2. Trust collapses asymmetrically. The team trusts the system as long as nothing goes wrong. The first time something goes wrong (a fraudulent invoice approved, a non-compliant transaction missed), trust collapses entirely. The team reverts to reviewing every item manually, including the items that previously cleared the system. The throughput gain disappears.

3. The audit trail cannot answer "why." When an auditor asks "why did this invoice get approved?", the answer needs to be "X person reviewed it on Y date based on Z information." If the answer is "the system approved it," the auditor's next question is "who reviewed the system's logic?" If nobody can answer that, the control is documented as failed.

The implementation rules

When we build this pattern, the rules are:

  • The system places items into queues. It never writes to production records that touch money or compliance.
  • Queues are sorted by severity and rule. Items needing the most attention surface first.
  • Every queue item carries the rule that triggered it. Plain language, rule ID, source quote, suggested remediation. The human does not need to reconstruct the system's reasoning.
  • The human's decision is recorded with their identity, timestamp, and any notes. The audit trail is built into the system, not bolted on later.
  • The system reports on itself. How many items did it surface? How many were approved as-is? How many were corrected? How many were rejected? The team can see the system's accuracy and adjust the rules over time.
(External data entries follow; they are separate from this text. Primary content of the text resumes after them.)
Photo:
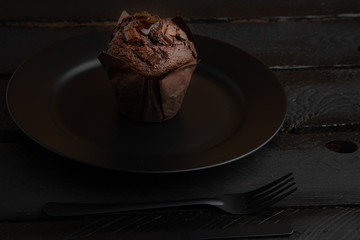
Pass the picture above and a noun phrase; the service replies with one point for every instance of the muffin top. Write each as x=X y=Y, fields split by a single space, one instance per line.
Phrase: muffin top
x=151 y=46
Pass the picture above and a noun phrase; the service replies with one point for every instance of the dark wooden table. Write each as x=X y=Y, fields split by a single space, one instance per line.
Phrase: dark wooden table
x=313 y=47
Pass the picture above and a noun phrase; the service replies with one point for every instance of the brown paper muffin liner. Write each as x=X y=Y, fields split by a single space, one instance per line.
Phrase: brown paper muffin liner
x=149 y=99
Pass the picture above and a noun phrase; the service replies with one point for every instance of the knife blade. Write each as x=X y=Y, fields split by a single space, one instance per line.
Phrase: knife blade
x=280 y=229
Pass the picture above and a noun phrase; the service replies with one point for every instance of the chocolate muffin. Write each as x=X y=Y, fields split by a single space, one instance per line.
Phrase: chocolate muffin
x=150 y=62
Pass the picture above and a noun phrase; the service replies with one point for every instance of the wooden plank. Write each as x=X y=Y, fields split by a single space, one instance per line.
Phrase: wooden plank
x=31 y=176
x=317 y=223
x=274 y=43
x=110 y=9
x=291 y=43
x=321 y=98
x=17 y=44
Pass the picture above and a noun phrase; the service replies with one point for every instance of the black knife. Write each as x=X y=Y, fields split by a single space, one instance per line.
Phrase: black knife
x=280 y=229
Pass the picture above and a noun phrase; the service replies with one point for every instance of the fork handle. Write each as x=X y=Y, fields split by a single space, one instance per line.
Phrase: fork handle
x=61 y=209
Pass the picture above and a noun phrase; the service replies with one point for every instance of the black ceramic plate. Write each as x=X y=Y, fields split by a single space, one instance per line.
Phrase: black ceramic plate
x=62 y=99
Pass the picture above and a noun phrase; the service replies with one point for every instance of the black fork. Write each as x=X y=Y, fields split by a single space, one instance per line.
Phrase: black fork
x=236 y=203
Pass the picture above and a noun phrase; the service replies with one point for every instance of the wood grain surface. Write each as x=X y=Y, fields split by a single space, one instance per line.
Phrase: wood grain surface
x=111 y=9
x=312 y=47
x=285 y=44
x=316 y=223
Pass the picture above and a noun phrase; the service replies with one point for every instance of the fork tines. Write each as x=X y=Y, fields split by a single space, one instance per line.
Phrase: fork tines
x=271 y=193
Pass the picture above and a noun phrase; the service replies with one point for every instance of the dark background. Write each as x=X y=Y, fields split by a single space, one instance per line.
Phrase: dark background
x=313 y=47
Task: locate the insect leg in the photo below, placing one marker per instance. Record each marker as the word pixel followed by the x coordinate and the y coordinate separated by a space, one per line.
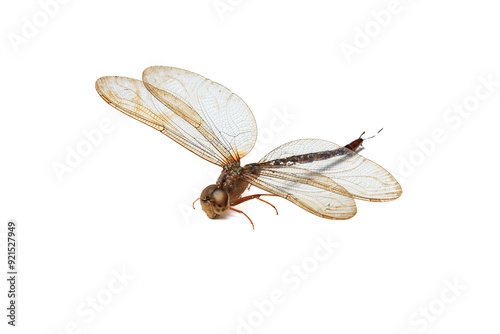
pixel 239 211
pixel 257 196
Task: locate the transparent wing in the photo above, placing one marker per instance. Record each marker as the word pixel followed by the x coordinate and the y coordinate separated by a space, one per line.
pixel 360 177
pixel 131 97
pixel 313 192
pixel 220 116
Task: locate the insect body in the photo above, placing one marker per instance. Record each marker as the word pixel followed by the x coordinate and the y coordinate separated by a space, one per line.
pixel 214 123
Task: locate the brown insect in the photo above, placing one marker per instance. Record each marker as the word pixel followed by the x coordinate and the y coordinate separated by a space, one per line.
pixel 212 122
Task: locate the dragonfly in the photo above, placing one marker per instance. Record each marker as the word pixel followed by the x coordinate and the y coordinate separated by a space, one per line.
pixel 209 120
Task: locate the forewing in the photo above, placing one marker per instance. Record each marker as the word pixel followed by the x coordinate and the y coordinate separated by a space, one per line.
pixel 219 115
pixel 311 191
pixel 131 97
pixel 362 178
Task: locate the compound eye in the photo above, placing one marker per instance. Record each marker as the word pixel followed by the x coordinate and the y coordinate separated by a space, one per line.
pixel 220 197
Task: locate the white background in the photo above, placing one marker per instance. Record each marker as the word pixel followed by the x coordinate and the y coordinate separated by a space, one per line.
pixel 125 206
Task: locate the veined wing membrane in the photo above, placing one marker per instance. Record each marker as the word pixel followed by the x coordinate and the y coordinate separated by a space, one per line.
pixel 221 116
pixel 131 97
pixel 362 178
pixel 310 191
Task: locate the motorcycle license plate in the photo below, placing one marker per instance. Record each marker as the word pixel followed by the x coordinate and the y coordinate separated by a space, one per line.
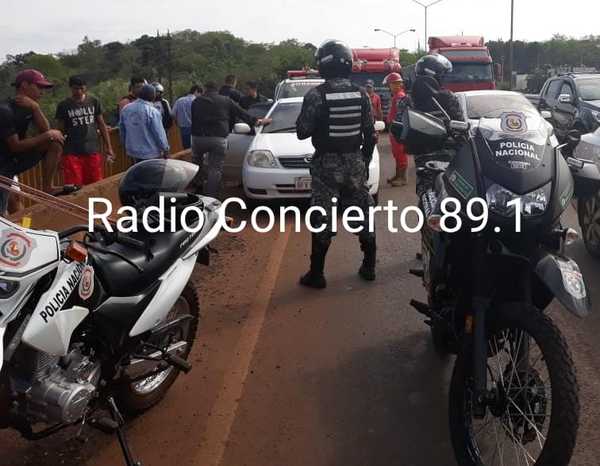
pixel 303 183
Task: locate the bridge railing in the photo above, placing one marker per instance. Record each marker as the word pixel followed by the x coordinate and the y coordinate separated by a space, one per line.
pixel 34 176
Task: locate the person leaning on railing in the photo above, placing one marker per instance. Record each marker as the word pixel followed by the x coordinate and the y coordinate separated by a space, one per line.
pixel 80 118
pixel 19 153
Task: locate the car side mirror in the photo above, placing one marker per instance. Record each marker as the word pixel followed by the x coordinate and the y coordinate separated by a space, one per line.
pixel 242 128
pixel 459 126
pixel 565 99
pixel 573 138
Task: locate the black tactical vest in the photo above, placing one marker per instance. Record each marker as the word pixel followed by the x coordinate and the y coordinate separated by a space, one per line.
pixel 340 125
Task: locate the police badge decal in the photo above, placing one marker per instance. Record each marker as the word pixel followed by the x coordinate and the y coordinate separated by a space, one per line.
pixel 514 122
pixel 15 248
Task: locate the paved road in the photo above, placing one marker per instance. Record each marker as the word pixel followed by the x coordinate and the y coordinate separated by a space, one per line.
pixel 285 376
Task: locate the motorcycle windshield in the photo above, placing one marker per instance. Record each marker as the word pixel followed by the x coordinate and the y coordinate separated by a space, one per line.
pixel 515 148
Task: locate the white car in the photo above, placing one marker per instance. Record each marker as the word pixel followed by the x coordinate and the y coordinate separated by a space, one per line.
pixel 296 87
pixel 276 164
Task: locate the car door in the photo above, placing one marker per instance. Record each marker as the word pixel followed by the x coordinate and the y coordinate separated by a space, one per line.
pixel 565 110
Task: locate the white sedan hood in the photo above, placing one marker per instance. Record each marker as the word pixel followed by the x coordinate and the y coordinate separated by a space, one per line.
pixel 283 144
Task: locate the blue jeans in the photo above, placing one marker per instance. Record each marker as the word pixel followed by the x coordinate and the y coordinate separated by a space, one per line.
pixel 186 137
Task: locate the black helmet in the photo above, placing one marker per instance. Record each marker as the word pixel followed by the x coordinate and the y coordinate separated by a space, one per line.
pixel 434 65
pixel 334 59
pixel 145 179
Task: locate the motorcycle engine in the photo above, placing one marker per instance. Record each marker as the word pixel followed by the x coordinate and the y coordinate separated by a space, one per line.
pixel 56 390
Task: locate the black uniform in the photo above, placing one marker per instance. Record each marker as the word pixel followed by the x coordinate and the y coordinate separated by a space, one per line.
pixel 337 115
pixel 426 89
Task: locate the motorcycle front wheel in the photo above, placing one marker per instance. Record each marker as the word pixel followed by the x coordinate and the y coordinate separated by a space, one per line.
pixel 137 397
pixel 532 415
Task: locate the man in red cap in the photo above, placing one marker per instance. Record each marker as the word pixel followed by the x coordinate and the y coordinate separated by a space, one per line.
pixel 396 85
pixel 19 153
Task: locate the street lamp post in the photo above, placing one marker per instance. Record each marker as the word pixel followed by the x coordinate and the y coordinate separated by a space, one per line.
pixel 511 50
pixel 426 7
pixel 395 36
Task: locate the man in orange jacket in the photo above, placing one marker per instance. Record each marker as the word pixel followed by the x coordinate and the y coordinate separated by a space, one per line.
pixel 396 85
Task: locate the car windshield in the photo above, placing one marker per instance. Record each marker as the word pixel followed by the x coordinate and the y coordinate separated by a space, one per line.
pixel 296 89
pixel 284 117
pixel 492 106
pixel 360 79
pixel 589 89
pixel 462 72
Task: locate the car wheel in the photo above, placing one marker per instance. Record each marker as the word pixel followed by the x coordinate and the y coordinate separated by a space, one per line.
pixel 589 220
pixel 376 198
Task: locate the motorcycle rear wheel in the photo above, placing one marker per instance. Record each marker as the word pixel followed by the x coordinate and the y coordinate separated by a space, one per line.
pixel 137 397
pixel 534 417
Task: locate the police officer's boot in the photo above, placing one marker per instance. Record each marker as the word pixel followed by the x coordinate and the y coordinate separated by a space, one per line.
pixel 367 270
pixel 315 278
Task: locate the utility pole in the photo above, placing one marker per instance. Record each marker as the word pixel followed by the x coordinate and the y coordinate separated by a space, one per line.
pixel 395 36
pixel 170 65
pixel 511 49
pixel 426 8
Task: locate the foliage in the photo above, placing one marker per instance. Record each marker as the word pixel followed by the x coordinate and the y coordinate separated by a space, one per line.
pixel 560 51
pixel 178 61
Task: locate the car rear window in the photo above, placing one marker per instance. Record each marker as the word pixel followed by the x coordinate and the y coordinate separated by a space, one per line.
pixel 296 89
pixel 589 89
pixel 488 105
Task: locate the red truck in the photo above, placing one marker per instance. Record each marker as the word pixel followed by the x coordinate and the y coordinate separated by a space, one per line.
pixel 473 67
pixel 376 64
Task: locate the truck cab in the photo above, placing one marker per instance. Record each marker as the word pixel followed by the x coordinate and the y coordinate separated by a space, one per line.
pixel 473 67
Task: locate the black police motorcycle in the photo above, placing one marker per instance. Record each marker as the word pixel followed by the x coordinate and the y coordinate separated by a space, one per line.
pixel 514 394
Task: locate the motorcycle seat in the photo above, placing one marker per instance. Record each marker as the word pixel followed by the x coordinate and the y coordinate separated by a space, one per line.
pixel 119 278
pixel 436 166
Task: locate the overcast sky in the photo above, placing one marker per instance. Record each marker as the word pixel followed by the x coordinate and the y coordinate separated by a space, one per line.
pixel 58 25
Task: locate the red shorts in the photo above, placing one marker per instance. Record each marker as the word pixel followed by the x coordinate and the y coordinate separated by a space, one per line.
pixel 82 169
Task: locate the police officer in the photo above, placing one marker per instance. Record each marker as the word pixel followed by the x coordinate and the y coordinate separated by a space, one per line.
pixel 426 91
pixel 337 116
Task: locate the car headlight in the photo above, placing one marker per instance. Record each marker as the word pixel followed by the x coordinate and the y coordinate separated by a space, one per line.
pixel 8 288
pixel 261 159
pixel 532 204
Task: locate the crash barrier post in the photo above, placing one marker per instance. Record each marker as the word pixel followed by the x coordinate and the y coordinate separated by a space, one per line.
pixel 34 176
pixel 40 216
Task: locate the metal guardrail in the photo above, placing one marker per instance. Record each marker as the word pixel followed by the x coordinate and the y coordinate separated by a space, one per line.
pixel 34 176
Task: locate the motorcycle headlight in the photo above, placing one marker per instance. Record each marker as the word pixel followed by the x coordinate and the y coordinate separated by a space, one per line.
pixel 500 201
pixel 261 159
pixel 8 288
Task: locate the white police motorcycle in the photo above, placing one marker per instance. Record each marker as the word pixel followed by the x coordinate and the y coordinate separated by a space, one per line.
pixel 103 324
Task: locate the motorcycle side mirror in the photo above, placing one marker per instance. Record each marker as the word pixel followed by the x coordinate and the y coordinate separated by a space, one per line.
pixel 459 126
pixel 573 138
pixel 565 99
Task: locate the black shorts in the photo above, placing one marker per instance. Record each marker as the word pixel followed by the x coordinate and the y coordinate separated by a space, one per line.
pixel 14 164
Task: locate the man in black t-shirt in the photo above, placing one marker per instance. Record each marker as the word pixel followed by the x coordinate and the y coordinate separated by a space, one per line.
pixel 19 153
pixel 80 118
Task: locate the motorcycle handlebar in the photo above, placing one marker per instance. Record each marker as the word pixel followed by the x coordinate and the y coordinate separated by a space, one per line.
pixel 114 236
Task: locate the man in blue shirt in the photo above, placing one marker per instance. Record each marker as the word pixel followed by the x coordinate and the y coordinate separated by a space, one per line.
pixel 182 113
pixel 141 129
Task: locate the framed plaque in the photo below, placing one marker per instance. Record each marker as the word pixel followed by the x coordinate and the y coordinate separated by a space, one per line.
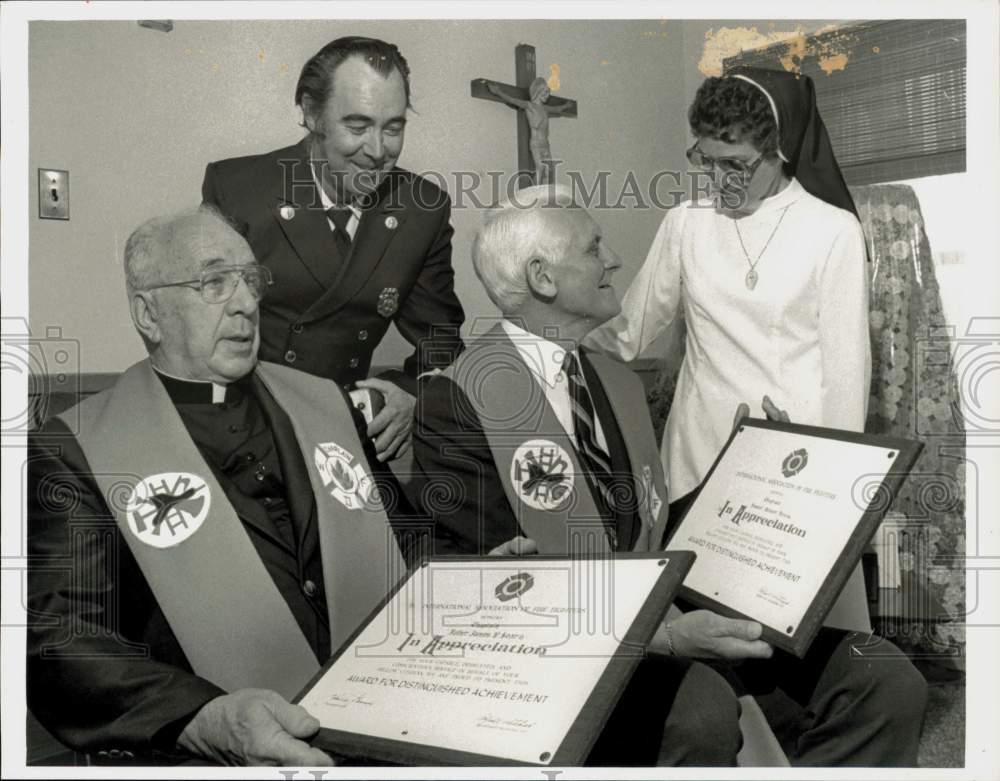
pixel 494 660
pixel 782 519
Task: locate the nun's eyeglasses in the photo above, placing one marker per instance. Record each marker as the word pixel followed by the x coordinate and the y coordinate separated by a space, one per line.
pixel 728 166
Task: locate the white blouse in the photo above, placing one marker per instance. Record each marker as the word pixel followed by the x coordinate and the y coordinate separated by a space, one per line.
pixel 800 336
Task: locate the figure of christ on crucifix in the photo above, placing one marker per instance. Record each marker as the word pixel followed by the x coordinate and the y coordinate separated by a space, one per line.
pixel 533 98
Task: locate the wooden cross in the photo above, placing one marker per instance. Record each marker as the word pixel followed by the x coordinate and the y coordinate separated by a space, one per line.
pixel 525 73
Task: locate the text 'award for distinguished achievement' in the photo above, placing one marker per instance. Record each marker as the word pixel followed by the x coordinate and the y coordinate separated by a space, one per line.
pixel 781 522
pixel 495 660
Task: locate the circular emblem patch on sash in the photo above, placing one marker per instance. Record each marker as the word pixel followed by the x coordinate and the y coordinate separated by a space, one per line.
pixel 166 509
pixel 343 475
pixel 542 474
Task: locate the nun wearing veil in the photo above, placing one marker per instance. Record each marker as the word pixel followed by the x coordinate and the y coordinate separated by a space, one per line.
pixel 771 272
pixel 770 269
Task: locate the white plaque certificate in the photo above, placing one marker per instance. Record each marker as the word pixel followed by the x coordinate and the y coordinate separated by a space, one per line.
pixel 781 521
pixel 496 660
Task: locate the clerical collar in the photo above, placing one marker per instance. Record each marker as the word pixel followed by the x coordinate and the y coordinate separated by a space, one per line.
pixel 182 391
pixel 543 357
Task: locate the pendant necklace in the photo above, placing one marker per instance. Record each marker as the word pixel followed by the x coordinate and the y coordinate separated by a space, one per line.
pixel 751 277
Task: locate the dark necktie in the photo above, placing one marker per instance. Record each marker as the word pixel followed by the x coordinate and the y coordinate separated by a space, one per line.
pixel 340 217
pixel 595 459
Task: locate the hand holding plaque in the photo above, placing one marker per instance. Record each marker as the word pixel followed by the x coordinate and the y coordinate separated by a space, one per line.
pixel 781 520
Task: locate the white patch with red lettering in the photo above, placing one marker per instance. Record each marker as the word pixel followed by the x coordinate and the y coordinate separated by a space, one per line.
pixel 166 509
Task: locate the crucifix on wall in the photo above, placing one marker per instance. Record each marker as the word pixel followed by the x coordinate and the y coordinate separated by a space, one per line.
pixel 529 94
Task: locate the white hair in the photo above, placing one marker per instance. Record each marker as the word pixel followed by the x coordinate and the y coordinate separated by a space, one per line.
pixel 143 259
pixel 513 234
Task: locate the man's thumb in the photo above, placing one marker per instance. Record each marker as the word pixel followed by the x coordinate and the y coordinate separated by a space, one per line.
pixel 749 630
pixel 296 720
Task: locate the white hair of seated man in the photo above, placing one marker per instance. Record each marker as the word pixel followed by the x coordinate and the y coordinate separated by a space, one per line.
pixel 513 234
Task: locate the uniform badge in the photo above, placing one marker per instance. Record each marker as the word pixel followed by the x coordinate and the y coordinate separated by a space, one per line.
pixel 165 509
pixel 344 476
pixel 388 301
pixel 653 501
pixel 542 475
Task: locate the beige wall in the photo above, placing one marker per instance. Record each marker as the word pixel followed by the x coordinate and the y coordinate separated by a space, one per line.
pixel 135 115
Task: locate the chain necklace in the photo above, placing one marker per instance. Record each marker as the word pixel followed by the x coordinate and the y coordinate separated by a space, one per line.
pixel 751 277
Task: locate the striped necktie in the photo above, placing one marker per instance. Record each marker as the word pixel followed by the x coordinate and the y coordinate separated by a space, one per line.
pixel 596 460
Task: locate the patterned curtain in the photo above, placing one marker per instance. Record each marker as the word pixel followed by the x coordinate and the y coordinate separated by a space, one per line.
pixel 914 394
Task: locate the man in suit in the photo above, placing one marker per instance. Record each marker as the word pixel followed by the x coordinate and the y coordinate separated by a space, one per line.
pixel 527 435
pixel 184 539
pixel 528 398
pixel 353 242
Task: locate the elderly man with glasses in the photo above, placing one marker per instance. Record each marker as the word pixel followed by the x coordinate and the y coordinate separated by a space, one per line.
pixel 202 534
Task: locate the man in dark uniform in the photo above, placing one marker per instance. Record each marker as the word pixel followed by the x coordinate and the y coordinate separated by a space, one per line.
pixel 353 242
pixel 183 540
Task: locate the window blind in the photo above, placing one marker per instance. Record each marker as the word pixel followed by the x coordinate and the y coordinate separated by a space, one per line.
pixel 896 110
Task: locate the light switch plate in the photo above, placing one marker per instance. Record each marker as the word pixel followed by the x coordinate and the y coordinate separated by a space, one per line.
pixel 53 194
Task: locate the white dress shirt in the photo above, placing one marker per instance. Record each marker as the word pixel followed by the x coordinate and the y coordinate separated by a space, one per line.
pixel 800 336
pixel 545 359
pixel 352 223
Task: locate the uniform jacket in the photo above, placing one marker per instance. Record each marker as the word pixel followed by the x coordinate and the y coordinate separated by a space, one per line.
pixel 326 316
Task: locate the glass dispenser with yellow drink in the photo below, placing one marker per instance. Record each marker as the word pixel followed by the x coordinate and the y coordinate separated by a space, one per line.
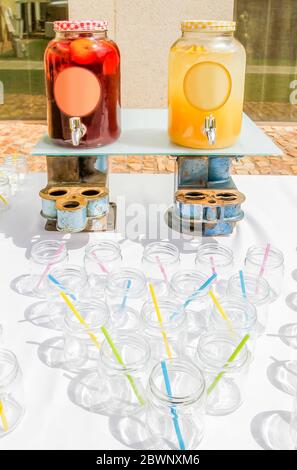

This is not a different system from "AI approval." It is the same engineering work with the accountability chain corrected.

The harder version of this conversation

Some clients want the AI to approve. They have been pitched the headcount-reduction version and the throughput numbers look better. When we propose flags-only governance, the conversation gets sharper.

The honest answer is: yes, flags-only is more conservative. Yes, it leaves a human in the loop for every item. Yes, the throughput numbers are slightly less aggressive. And no, we will not build the other version.

The reason: the other version creates compliance exposure the client does not always see at the point of decision. By the time the exposure is visible (an audit finding, a regulatory inquiry, a board question), the cost of the exposure exceeds the cost of the conservative architecture by an order of magnitude.

It is not a sales-friendly position. It is the position the work requires.

The summary

Three sentences:

  1. The AI surfaces. Humans approve. The accountability chain stays intact.
  2. The economics work because the human is verifying, not investigating. The marginal time per item drops by an order of magnitude without removing the human attestation.
  3. The pattern is not optional in our practice. The alternative creates compliance exposure we will not build into a client's system.